Tras enterarme del reciente descalabro electoral en Francia del socialista Lionel Jospin, y el consecuente –y aterrador– ascenso de la extrema derecha encabezada por el neofascista Jean Marie Le Pen, no pude dejar de pensar en ese París idílico –libre de inmigrantes, seguro, amable, limpio... en fin: la ciudad de los sueños de cualquier nacionalista de ultraderecha– que retrata Jean-Pierre Jeunet en la película Amélie (Le fabuleux destin d’Amélie Poulain, Francia, 2000).

Aclaro que las similitudes que encuentro entre la fantasía cinematográfica de Jeunet y el discurso político de Le Pen constituyen un ejercicio de análisis que no pretende descalificar la indiscutible calidad de la película; simplemente quiero abrir un par de interrogantes que se antojan obligadas a la luz del éxito mundial de Amélie y el avance de la extrema derecha en Francia.

¿Por qué Amélie se convirtió en un bestseller multinacional? La respuesta es simple e inequívoca: cinematográficamente es una gran película; bien dirigida, dotada de buen sentido del humor, con una impecable actuación de la bella Audrey Tautou (Amélie Poulain) y un guión inteligente que remata con un final feliz. Basta con ver la cara de alegría de los espectadores al finalizar la película (me consta: mi oficina está ubicada justo a la salida de una sala de cine en la que se exhibió durante ocho semanas) para comprender el efecto multiplicador de asistencia y la prolongada –hoy día inusual– corrida comercial en varias ciudades del planeta (la distribuidora Buenavista-Columbia-TriStar cuenta con 192 filiales en el mundo).
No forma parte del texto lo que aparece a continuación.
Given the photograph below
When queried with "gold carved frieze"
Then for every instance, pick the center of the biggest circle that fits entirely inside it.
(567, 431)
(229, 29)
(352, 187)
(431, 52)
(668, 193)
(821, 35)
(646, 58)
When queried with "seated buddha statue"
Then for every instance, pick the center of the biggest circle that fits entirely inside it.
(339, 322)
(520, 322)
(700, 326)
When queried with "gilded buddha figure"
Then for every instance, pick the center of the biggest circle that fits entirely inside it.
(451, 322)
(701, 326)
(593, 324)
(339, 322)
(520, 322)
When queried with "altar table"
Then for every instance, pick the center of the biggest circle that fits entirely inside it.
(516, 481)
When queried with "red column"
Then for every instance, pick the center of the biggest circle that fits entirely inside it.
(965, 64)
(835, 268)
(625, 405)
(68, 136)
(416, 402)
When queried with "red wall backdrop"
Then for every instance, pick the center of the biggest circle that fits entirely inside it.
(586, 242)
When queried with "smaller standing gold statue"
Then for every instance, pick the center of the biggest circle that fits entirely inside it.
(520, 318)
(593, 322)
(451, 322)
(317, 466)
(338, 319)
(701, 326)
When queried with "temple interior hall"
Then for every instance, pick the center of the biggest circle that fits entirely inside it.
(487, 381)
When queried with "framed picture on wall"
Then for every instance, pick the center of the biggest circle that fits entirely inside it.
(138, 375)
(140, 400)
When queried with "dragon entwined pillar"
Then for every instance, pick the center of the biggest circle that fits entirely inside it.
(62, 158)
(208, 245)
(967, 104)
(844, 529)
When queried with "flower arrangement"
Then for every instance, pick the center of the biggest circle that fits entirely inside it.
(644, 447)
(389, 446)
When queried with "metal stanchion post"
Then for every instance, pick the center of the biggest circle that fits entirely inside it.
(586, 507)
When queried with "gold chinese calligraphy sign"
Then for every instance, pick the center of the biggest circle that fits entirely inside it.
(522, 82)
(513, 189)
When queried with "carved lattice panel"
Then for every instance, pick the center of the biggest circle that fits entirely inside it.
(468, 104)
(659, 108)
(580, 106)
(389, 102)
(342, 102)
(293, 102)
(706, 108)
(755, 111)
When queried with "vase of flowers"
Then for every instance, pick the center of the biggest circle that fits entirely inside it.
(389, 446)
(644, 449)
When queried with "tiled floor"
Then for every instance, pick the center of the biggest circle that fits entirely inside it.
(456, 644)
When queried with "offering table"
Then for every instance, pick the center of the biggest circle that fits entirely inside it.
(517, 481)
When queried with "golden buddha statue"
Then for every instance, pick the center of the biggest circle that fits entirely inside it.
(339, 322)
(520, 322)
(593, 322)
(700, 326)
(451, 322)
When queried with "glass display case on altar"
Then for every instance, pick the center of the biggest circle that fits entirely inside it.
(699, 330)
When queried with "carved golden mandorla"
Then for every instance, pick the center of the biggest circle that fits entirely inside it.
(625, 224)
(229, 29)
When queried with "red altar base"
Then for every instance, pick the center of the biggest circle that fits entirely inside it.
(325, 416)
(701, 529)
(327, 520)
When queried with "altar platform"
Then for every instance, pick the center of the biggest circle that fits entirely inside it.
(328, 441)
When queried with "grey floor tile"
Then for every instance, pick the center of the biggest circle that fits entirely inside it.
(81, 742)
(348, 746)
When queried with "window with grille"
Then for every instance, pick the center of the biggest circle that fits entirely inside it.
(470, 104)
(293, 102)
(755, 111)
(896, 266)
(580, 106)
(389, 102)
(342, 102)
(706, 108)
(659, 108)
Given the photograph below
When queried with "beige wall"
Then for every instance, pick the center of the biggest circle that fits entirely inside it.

No obstante estas virtudes y al margen de la trama amorosa de la cinta, resulta oportuno preguntarnos también: ¿por qué gustó tanto –particularmente en Europa– una película que presenta un París sólo posible en los sueños guajiros de un racista intolerante como Le Pen?

Vayamos por partes: no es necesario ser francés para saber que el barrio parisino de Montmartre –donde suceden los hechos de la película– está repleto de inmigrantes argelinos, marroquíes, turcos y latinos; que hay innumerables pintas en las calles, y que el Metro y la estación de trenes destacan por el mal olor, la basura y los junkies. En contraste, Jeunet retrata un Montmartre poblado única y exclusivamente por franceses blancos, sin grafittis en las paredes (la única pinta la hace la mismísima Amélie en un acto de buena fe), sin rateros, taxistas africanos o cualquier otro tipo de escoria non grata. Vemos un Montmartre en el que ni siquiera se respetaron las cacas de los perros en las banquetas (las limpiaron sobre imagen en la postproducción) Que Jeunet afirme que Amélie es su propia fantasía hecha realidad le ha costado que analistas como Antoine de Baecque ("Amélie fait débatoutre-Manche", Liberation 21-06-01) lo acusen de "reaccionario y limpiador étnico", denuncias que, por cierto, han sido tajantemente desmentidas en más de una ocasión por el director.

Ya montados en este afán de encontrarle más pelos a la rana, tampoco debemos pasar por alto que la hermosa Amélie Poulain se inspira en las muertes de Lady Di y Teresa de Calcuta para entregarse por completo al prójimo –esos pobres franceses infelices urgidos de compasión– mediante una serie de estratagemas maquinadas mediante cuestionables tácticas de transgresión a la intimidad del otro. Amélie es, pues, una suerte de hada buena que se siente con autoridad moral para invadir espacios privados e inmiscuirse sin autorización o solicitud previa en la vida de la gente que le rodea. Si alguien no le cae bien o considera que está haciendo mal, el personaje creado por Jeunet se encargará de hacer justicia por propia mano, así tenga que volver loco a un prepotente tendero, o bien, por hacerla de cupido, forzar una bizarra relación entre una cajera de cafetería y un maniático obsesivo (a sabiendas que el tipo es un loco).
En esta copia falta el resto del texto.